Slam dunk heads will roll
Please note that the lack of punctuation is in the original. I very seriously doubt that mr. wreckinball has "read the law." I'm strongly inclined to believe he's merely mouthing the right-wing Duggar-excusing talking-point du jour, which he has no doubt heard on Fox News. This talking-point about Judge Zimmerman's judicial order was, in fact, pushed in Megyn Kelly's interview itself.
Here's my reply to mr. wreckinball:
Sorry, but you're mistaken. As Max Brantley states in a comment in this thread discussing that issue, the police report is not a juvenile record but a police report of criminal activity, and it redacted the names of the offender and victim. Josh Duggar himself disclosed his name.
The judge, who has clearly proven ties to both the Duggars' friend Huckabee and the Duggars themselves, was acting politically.
Brantley's wife happens to be a judge. He knows the state's legal system very well.
In a new posting about this issue at the Arkansas Times website today, Max Brantley notes that national reporting including this TMZ article is demolishing Fox News' argument that the release of police reports about Josh Duggar's molestation of minors was illegal. As Max states,
Multiple lawyers have said Springdale and Washington County police agencies were required by the state Freedom of Information Act to release police reports on a 2006 investigation of allegations, with information identifying the victim and the perpetrator redacted.
As he goes on to state,
Last night on Fox, Megyn Kelly went off on a lawyer who attempted to defend the release of information. She and a supporter cited Arkansas law about protecting the identities of sexual assault victims and shielding release of juvenile information.

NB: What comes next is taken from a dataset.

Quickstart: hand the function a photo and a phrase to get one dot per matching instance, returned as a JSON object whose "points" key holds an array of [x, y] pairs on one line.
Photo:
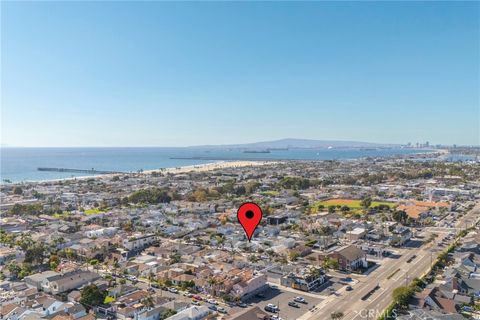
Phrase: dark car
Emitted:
{"points": [[212, 307]]}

Neither law was violated by the release. Victims were not explicitly identified until the Duggars themselves did it, including by producing abuse victim daughters to talk on TV. Police reports are not juvenile records. Police are mandated to release incident reports of crime, but they must protect the identify of juveniles involved in such reports. They did so. TMZ covered a Springdale response to Kelly's unhinged diatribe in support of the Duggars.
As the TMZ report linked above also notes, the case file that was released before Judge Zimmerman ordered it to be expunged had never been sealed, since the police report was not filed until 2006 — when Josh Duggar was 18 years old. He was, in other words, of age when the police report was filed, since his parents waited three years to notify the authorities about his behavior.
With Ms. Palin now weighing in to defend the Duggars and to claim that they're the victims of a liberal conspiracy that employs a double standard (conservatives, wrong; liberals, okay) in judging cases of child abuse, we can look for a lot more disinformation to be spread around about the Duggar story. By Christians.
By Christians obliged by central moral norms, I have always understood, to speak the truth and defend the vulnerable. About the ilk of Christians now defending the behavior of the Duggar family and using Fox News talking-points to do so: I like the following observation of a contributor to the thread discussing Max Brantley's latest report on this story linked above:
I've called this a Fox News talking-point birdcage dropping because it's not absolutely clear to me that mr. wreckinball is Catholic — and so my usual "Droppings from the Catholic Birdcage" title may not be in order. I suspect that he actually is Catholic, given his surname.
Whatever his religious background (or lack thereof), it's not hard to tease out the tenor of his thinking about these issues by taking a look at his comment history on his Disqus page.